Emma realised as soon as the words escaped from her mouth that that was a bad start, although that is what the senior registrar had told her to do.
“Well, no insult meant, love, but I was told I’d be seeing the consultant,” said Mrs Thompson.
“Oh, yes, you will see the senior registrar, but he asked me to see you first.”
“No insult meant, love, but you don’t look old enough to be my daughter, and anyway, I was told I’d see the consultant.”
After this unfortunate introductory sparing, which is commonplace when medical students get asked to see patients without them receiving some forewarning, the two of them reached an agreement that she would talk to Emma for a bit, but that she would have to leave soon to top up the parking meter.
“So, Mrs Thompson, can you tell me what brings you here today?” asked Emma, using the open-ended introductory question suggested in her psychiatry hand-out.
“Well, it’s like, it’s this thing that, I don’t know how to put it, but it’s like I don’t, you know what I mean, don’t you?”
Emma was going to ask her to repeat what she’d just said, but she decided on a different tack in the hope that it would resolve her patient’s expressive dysphasia.
“I’ve got a letter from your GP here, and it mentions you being depressed. Can you tell me about that?”
“Well, it’s like, it’s this thing that, I don’t know how to put it, but it’s like I don’t, you know what I mean, don’t you?”
Now someone once told Emma that when people are as tongue-tied as this poor woman clearly was, it’s usually because they’re embarrassed about something. And reading between the lines, Emma got the impression that the embarrassment was related to something ‘down there’. Emma caught her eye and the wave of embarrassment she experienced immediately confirmed her feminine intuition.
“Now, Mrs Thompson, I’m going to make a stab in the dark, but I think you’re embarrassed about something and that you haven’t been able to talk to anyone about it, and it’s that what’s made your GP think you’re depressed. Am I right?”
And that unleashed the floodgates. It turned out that her husband was a “philanderer” and he accused her for being a “frigid cow”, which is why he had to “get it” elsewhere.
As far as Emma was concerned, there wasn’t actually the slightest hint of clinical depression, just utter frustration with an appalling husband who seemed to enjoy mistreating her in any way he could. Emma couldn’t see much point in doing a full history and mental state examination, but she did it anyway to keep the senior registrar happy.
So Emma presented her case to the senior registrar and then he invited the patient into his consulting room so that he could confirm her findings.

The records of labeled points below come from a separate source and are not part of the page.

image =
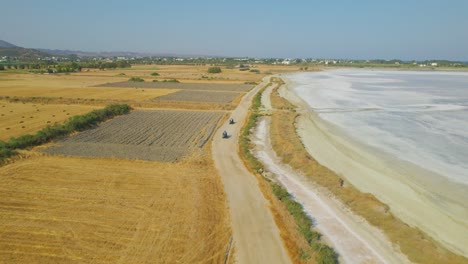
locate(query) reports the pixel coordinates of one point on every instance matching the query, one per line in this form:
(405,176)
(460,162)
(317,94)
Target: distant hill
(127,54)
(4,44)
(79,53)
(11,50)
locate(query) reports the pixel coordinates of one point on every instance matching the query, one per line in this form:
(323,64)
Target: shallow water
(417,117)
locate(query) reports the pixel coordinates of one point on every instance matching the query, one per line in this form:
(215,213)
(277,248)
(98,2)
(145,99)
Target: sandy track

“So, Mrs Thompson, I gather from your GP that you’ve been feeling depressed.”
“Yes, terribly depressed, doctor. I can’t sleep, I can’t eat, I can’t concentrate, I’m crying all the time and I’ve got no interest in anything. To be honest, I’ve even thought of, you know, doing something.”
“Do you mean like harming yourself or even taking your own life?”
“To be truthful, doctor, I have.”
So the senior registrar concluded that the GP had been right all along and started her on an antidepressant.
The senior registrar told Emma that the key learning point from that case was to accurately diagnose depression. The learning point that Emma took home that afternoon is that sometimes patients will say anything in order to get a prescription.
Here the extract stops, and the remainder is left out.